What's most remarkable about this book is that Sharlet actually answers these seemingly unanswerable questions in a way that speaks to more universal human concerns. Sharlet finds C Street frightening not because it's so strange, but because it's so normal.

"[A]s a subject of derision," he writes, "(C Street) reassures us that its excesses were departures from the norm"; however, the philosophy that C Street represents, "the idea that what we want is what God wants," is "one of the dominant sensibilities of our time."

All of us, in times of self-doubt, want guidance and a sense that we have a place in the world. Politicians tend to be the most desperate and insecure people-pleasers among us, and C Street offers them a toxic kind of self-worth. C Street counters the inner voices that tell these men they're worthless, and its answer is so loud that it drowns out the human conscience and suppresses human empathy. Politicians who accept the C Street narrative can more easily cheat on their wives or participate in bigotry or ignore collateral civilian casualties, because the C Street community has so strengthened their faith in themselves that they no longer feel the need to question their own decisions--in the halls of Congress, in its nearby bedrooms or anywhere else.

This book does not decisively rebut the fundamentalist political agenda, but I don't think it really intends to. It's a study of the psychology of American political fundamentalism, and the odd combination of free-market ethics and theocratic social-values legislation--the syncretic worship of God and Mammon--that defines it. It tells us who these people really are, and how they got that way, and, for the most part, it answers these questions by telling human stories that set us in front of a mirror and warn all of us to be very, very careful. It functions as an instructive meditation on how easy self-deception can become when we accept a narrative that feeds our psychological needs.

As a secular progressive, I expected to feel more righteous when I finished "C Street" than I did when I started. I am filled, instead, with a real fear that I, too, could become a proud and heartless man. The examples of Bill Clinton and John Edwards remind me that the American fundamentalist right wing has no monopoly on hypocrisy or heartless narcissism, and that we must all, in the words of Philippians 2:12, "work out (our) salvation with fear and trembling." I think that's the central message of the book, presented in a subtle and ingenious way.

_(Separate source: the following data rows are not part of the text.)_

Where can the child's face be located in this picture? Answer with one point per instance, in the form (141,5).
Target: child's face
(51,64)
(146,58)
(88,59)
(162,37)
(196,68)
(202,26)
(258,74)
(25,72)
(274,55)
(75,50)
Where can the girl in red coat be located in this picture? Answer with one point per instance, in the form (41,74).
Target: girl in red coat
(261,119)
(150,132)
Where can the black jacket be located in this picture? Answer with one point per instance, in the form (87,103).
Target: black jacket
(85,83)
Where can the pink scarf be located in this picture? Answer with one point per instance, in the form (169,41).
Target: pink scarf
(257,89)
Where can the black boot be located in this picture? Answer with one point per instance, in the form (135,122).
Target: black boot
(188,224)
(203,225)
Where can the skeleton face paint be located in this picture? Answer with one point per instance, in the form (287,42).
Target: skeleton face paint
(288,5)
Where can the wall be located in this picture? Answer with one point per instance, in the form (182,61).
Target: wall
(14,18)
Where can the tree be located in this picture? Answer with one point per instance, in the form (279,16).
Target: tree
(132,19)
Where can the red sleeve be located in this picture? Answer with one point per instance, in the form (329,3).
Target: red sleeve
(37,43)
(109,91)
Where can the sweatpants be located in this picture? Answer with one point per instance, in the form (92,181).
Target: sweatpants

Fighting the American fundamentalist policy agenda is, of course, a completely separate issue--and Sharlet does little to give us any idea of how we can do that, other than remembering that our adversaries in this struggle have human motivations. "C Street" is a solid read, a good history and an excellent meditation on the nature of pride. If you're just looking for talking points, you probably won't find them here.

My only point of contention with the book's historical narrative is that I believe it understates the role that the Cold War played in creating American political fundamentalism. The Family emerged in a political climate where the greatest danger to American democracy appeared to be that of communist secular states. It will be interesting to see how C Street changes as younger political leaders who came of age with no fear of the Soviet Union replace veterans of the movement.

Freelance writer Tom Head is a lifelong Jacksonian. He has authored or co-authored 24 nonfiction books on a wide range of topics, is a civil liberties writer for About.com and a grassroots progressive activist.